A group of people who assembled in the living room of the Wani family said what followed Yasmeena’s killing was equally worse. “When Moeen was coming to deliver the news of her death the forces caught him outside the gate of his home and beat him up again. The next day they threw stones at the mourning family and they had to go to a relative’s home which is a walking distance from here. The husband of Yasmeena’s cousin who had come visiting was hit in the head. He received three stitches,” they said. This reporter and a few other journalists were taken around the town and shown broken window panes. Breaking window panes is a milder form of collective punishment quite widespread these days in south Kashmir, the centre of the post-Burhan-killing uprising.
The towns people say that policemen abusing people from their speeding vehicles are now a daily ritual. Many people who had assembled at the Wani house indulged in self-deprecation, saying the more rebellious neighbouring villages called them “daand”, bulls, because of their penchant for participating in elections in huge numbers. Some say the poll frenzy might happen again but it might never be the same. Many doubt it and raise their voice a few notches, stating, “be assured they would vote again”. But some swear they will never vote again.

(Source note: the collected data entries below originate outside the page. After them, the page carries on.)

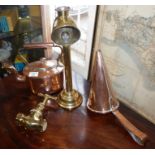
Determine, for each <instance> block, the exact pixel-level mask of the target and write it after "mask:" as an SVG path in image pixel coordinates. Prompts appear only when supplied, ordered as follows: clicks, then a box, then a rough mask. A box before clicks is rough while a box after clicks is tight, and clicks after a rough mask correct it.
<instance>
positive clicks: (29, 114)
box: [16, 93, 57, 132]
mask: <svg viewBox="0 0 155 155" xmlns="http://www.w3.org/2000/svg"><path fill="white" fill-rule="evenodd" d="M38 95H39V96H43V97H44V100H43V102H40V103H39V104H38V105H37V107H36V108H34V109H31V110H30V114H29V115H24V114H22V113H18V114H17V116H16V122H17V124H18V125H19V126H23V127H24V128H25V129H28V130H37V131H39V132H44V131H45V130H46V128H47V121H46V119H44V118H43V110H44V108H45V106H46V103H47V101H48V100H49V99H53V100H56V99H57V98H56V97H53V96H50V95H47V94H41V93H39V94H38Z"/></svg>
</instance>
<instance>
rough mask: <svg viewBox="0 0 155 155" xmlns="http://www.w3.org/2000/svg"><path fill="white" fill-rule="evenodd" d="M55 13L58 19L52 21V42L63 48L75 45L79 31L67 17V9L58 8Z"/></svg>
mask: <svg viewBox="0 0 155 155" xmlns="http://www.w3.org/2000/svg"><path fill="white" fill-rule="evenodd" d="M56 11H57V12H58V17H57V18H56V19H55V21H54V25H53V32H52V40H53V41H54V42H55V43H57V44H59V45H63V46H68V45H71V44H73V43H75V42H76V41H77V40H79V38H80V31H79V29H78V28H77V27H76V24H75V22H74V21H73V20H72V18H71V17H69V7H59V8H57V9H56Z"/></svg>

“Ask these people who voted where are those they voted for. All of them have gone into hiding. Are those people doing anything to save you from daily oppression?” says a young man. The gloom in the living Wani family living room is accentuated by its darkness. The mother breaks into sobs intermittently. So does an aunt who came late and couldn’t see Yasmeena’s face one last time. The journalists were not told clearly whether Yasmeena’s elder brother, Amir Hussain, who works for Border Security Force and is posted in Tripura (the family is not sure where exactly) has been informed about the killing. “He has bought the tickets. He will be home shortly,” said a relative of Wanis. Why has he not been informed about his own sister’s death yet? “He is a young man. A soldier who carries weapon.
Anything can happen,” the relative said. How do they explain the killing and their eldest son working for an Indian paramilitary force? “We are poor. He told me ‘we are poor, I will earn and marry the sisters off’. We can’t ask him to leave the job,” said the mother. Yasmeena has two other sisters, studying and also earning by assisting their father, Abdul Rahman, a Tila worker. Haleema repeatedly calls him a mazoor, a labourer.